Exploring Factor Premiums: A Comparative Analysis of Multifactor Models
Unraveling Factor Premiums: A Deep Dive into Problem Set 5
Delving into the world of factor premiums, we embark on an exciting journey to understand various multifactor models' implications. This analysis uncovers insights about the Fama-French 3-factor model, macroeconomic factors, and principal components factors. Let's dive in!
Forming Factors: Principal Components Analysis
In this problem set, we begin by conducting a principal components analysis on size and book-to-market sorted portfolios' excess returns. We derive two sets of factors:
1. In-sample principal components factors: These are constructed using the entire dataset to calculate the covariance matrix and eigenvectors associated with the three largest eigenvalues. 2. Out-of-sample principal components factors: These are created by splitting the data into odd and even months, computing separate covariance matrices, and then applying the corresponding eigenvector weights to the opposite month returns. The two series are then combined to form a full time-series of returns as factors.

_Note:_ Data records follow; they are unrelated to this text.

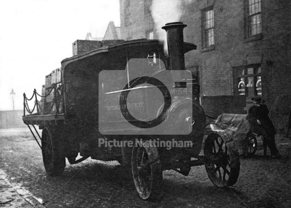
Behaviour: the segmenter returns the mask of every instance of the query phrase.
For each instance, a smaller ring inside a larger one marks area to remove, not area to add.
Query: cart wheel
[[[54,130],[44,128],[41,137],[43,164],[47,173],[50,176],[61,174],[66,165],[63,145],[60,137]]]
[[[252,133],[249,135],[246,139],[246,140],[248,142],[248,154],[253,155],[258,149],[258,140],[255,134]]]
[[[163,174],[157,148],[150,147],[148,141],[143,142],[143,147],[134,147],[132,166],[134,185],[141,198],[160,198]]]
[[[205,141],[204,154],[207,158],[206,172],[214,185],[222,188],[235,183],[240,163],[237,149],[229,135],[225,132],[209,135]]]

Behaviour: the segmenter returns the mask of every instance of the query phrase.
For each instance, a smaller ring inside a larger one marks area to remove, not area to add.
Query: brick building
[[[159,39],[155,0],[120,0],[121,39]],[[175,9],[173,1],[164,1],[164,10],[181,12],[175,20],[187,25],[184,41],[197,46],[185,62],[199,73],[206,112],[246,113],[251,98],[261,96],[276,128],[285,130],[291,104],[291,1],[181,0]],[[163,24],[174,21],[171,16]]]

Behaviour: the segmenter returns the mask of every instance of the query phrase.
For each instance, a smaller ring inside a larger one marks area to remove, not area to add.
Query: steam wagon
[[[205,165],[216,186],[236,183],[238,154],[227,134],[209,133],[199,155],[205,115],[196,75],[185,69],[184,54],[196,49],[184,42],[185,27],[163,27],[167,52],[158,40],[96,42],[87,46],[93,50],[64,59],[46,76],[41,94],[24,94],[23,120],[49,175],[63,173],[66,158],[71,164],[89,157],[117,160],[143,199],[160,196],[166,170],[187,176],[191,167]]]

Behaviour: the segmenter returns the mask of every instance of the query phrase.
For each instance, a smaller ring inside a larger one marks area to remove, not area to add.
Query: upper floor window
[[[146,32],[146,38],[148,40],[152,40],[154,39],[154,32],[152,30],[150,30]]]
[[[203,47],[214,45],[214,16],[213,8],[202,11],[204,34],[203,36]]]
[[[249,0],[248,12],[249,36],[262,33],[261,0]]]
[[[151,13],[150,6],[152,5],[152,0],[143,0],[145,14],[146,15]]]

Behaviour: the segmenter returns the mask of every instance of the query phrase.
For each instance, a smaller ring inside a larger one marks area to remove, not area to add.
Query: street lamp
[[[13,89],[11,90],[11,92],[10,93],[10,95],[11,96],[11,98],[12,99],[12,102],[13,103],[13,110],[14,110],[14,98],[15,97],[15,94],[16,94],[14,91],[13,91]]]

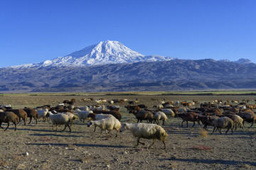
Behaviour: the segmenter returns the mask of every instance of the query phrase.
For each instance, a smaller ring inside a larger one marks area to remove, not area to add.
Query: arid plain
[[[3,95],[0,104],[11,104],[14,108],[50,105],[55,106],[64,100],[75,98],[76,106],[96,104],[95,101],[84,102],[81,99],[103,98],[107,101],[126,98],[129,101],[139,101],[138,104],[146,104],[149,108],[166,101],[210,102],[213,100],[256,99],[256,96],[171,96],[171,95],[115,95],[103,94],[53,94]],[[151,98],[156,99],[151,100]],[[250,101],[255,103],[255,101]],[[109,103],[102,103],[109,105]],[[120,106],[122,116],[121,123],[136,123],[133,114],[128,113],[124,106],[127,102],[114,103]],[[178,106],[181,107],[181,106]],[[192,108],[200,107],[198,105]],[[6,131],[1,134],[1,169],[256,169],[256,125],[248,128],[245,123],[244,129],[238,128],[233,135],[228,132],[220,135],[210,135],[198,124],[191,128],[181,126],[181,119],[169,119],[163,126],[168,133],[166,149],[160,141],[149,149],[146,148],[151,140],[142,139],[146,145],[135,147],[137,138],[129,131],[114,137],[103,134],[98,137],[100,130],[93,132],[93,128],[87,128],[87,122],[79,120],[74,122],[72,132],[53,130],[50,121],[39,121],[38,125],[23,125],[21,122],[14,131],[11,124]],[[2,126],[5,128],[6,123]],[[223,130],[224,132],[224,130]]]

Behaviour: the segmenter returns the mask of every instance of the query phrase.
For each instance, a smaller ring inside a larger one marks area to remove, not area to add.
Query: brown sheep
[[[10,123],[13,123],[15,125],[14,131],[17,130],[16,124],[18,123],[18,116],[14,114],[13,112],[1,112],[0,113],[0,128],[1,127],[2,123],[7,123],[7,127],[4,130],[6,130],[10,125]]]
[[[242,125],[245,127],[245,121],[247,123],[252,123],[250,128],[256,120],[256,115],[253,112],[242,112],[237,113],[238,115],[241,117],[244,121],[242,121]]]

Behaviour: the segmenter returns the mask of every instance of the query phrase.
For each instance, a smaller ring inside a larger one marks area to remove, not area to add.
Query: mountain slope
[[[114,91],[256,89],[256,64],[213,60],[90,67],[0,69],[1,91]]]
[[[132,50],[117,41],[107,40],[72,52],[65,57],[57,57],[41,63],[23,64],[12,67],[90,66],[171,60],[174,58],[171,57],[144,56]]]

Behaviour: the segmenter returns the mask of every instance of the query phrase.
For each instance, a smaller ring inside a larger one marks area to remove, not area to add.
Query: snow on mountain
[[[252,63],[251,62],[251,60],[250,60],[249,59],[243,59],[243,58],[241,58],[241,59],[238,60],[238,61],[235,61],[234,62],[238,63],[238,64],[250,64],[250,63]]]
[[[235,63],[238,63],[238,64],[250,64],[250,63],[253,63],[249,59],[244,59],[244,58],[240,58],[238,61],[230,61],[230,60],[227,60],[227,59],[225,59],[225,60],[220,60],[218,61],[219,62],[235,62]]]
[[[36,64],[28,64],[12,67],[33,67],[47,66],[90,66],[137,62],[156,62],[174,60],[171,57],[144,56],[132,50],[117,41],[102,41],[65,57],[46,60]]]

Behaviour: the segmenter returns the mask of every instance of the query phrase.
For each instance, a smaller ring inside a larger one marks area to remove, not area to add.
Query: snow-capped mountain
[[[156,62],[174,60],[171,57],[145,56],[132,50],[117,41],[102,41],[72,52],[65,57],[57,57],[36,64],[27,64],[13,67],[33,67],[47,66],[90,66],[137,62]]]
[[[251,60],[250,60],[249,59],[244,59],[244,58],[240,58],[239,59],[238,61],[230,61],[229,60],[218,60],[219,62],[235,62],[235,63],[238,63],[238,64],[250,64],[250,63],[253,63],[251,62]]]

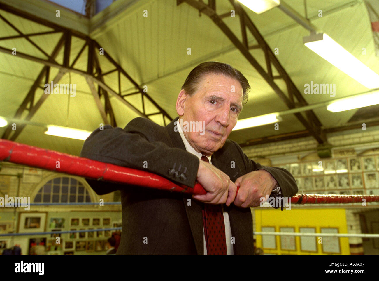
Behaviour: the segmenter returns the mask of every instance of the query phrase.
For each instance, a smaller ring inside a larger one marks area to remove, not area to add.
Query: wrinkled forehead
[[[227,89],[224,91],[225,87]],[[195,92],[201,92],[203,95],[216,94],[217,92],[222,91],[230,93],[233,96],[240,96],[242,103],[243,98],[243,90],[241,83],[238,80],[222,74],[211,73],[204,75],[200,80]]]

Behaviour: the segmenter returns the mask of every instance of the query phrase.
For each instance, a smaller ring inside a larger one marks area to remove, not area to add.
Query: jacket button
[[[185,181],[187,179],[187,177],[183,173],[180,174],[180,178],[181,178],[183,181]]]

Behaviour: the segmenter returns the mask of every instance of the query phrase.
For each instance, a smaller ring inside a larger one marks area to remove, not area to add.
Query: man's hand
[[[192,198],[204,203],[227,206],[234,201],[237,187],[229,176],[209,163],[200,160],[197,180],[207,191],[206,194],[193,195]]]
[[[277,184],[271,174],[264,170],[253,171],[240,176],[235,183],[240,189],[234,205],[243,208],[259,205],[260,198],[269,196]]]

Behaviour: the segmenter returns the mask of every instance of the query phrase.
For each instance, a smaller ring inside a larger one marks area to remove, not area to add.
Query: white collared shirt
[[[178,127],[179,128],[179,127]],[[184,143],[184,145],[186,147],[186,150],[188,152],[197,156],[199,159],[201,158],[202,154],[200,152],[198,152],[191,146],[190,143],[188,142],[186,137],[184,136],[183,131],[181,130],[179,130],[179,133],[180,134],[182,140]],[[207,156],[207,157],[209,160],[209,163],[211,164],[212,162],[211,161],[211,156]],[[225,241],[226,242],[226,254],[234,255],[233,250],[233,244],[232,244],[232,230],[230,229],[230,223],[229,220],[229,215],[228,212],[224,210],[224,205],[221,205],[222,208],[222,214],[224,215],[224,222],[225,225]],[[207,255],[207,243],[205,242],[205,236],[204,232],[204,226],[203,226],[203,241],[204,241],[204,254]]]

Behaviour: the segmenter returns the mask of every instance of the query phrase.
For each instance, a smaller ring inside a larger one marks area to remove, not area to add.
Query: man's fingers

Correlation Matrix: Interpreting Relationships
After constructing the various factor sets, we examine their correlations, comparing Fama-French factors and macroeconomic factors with our in- and out-of-sample principal components factors. Key observations include:
- Fama and French factors' correlations: Analyzing interesting correlations between Fama-French factors and macroeconomic or principal component factors can provide valuable insights into their interdependencies.
Cross-Sectional Asset Pricing Tests: Assessing Model Performance
We run Fama-MacBeth cross-sectional regressions on 25 size and BE/ME portfolios using four asset pricing models: Fama-French 3-factor, macroeconomic factors, in-sample principal components factors, and out-of-sample principal components factors.
Interpreting the γ's and γ₀
- The γ's: These represent regression parameters that measure each portfolio's sensitivity to factor premiums. Positive or negative relationships may indicate arbitrage opportunities or risks. - The γ₀ (alpha): This intercept term provides insights into model performance. A lower alpha value implies a better-performing model, as it indicates that the factors explain more of the variation in portfolio returns.
R-squared: Model Comparison
Computing the R-square from each regression allows us to compare models' explanatory power. The higher the R-square, the better a model explains the cross-sectional variation in expected returns.
Finally, we plot average excess returns of the 25 portfolios against predicted average excess returns based on each model's factor premiums. This visual comparison helps us further assess and compare model performance.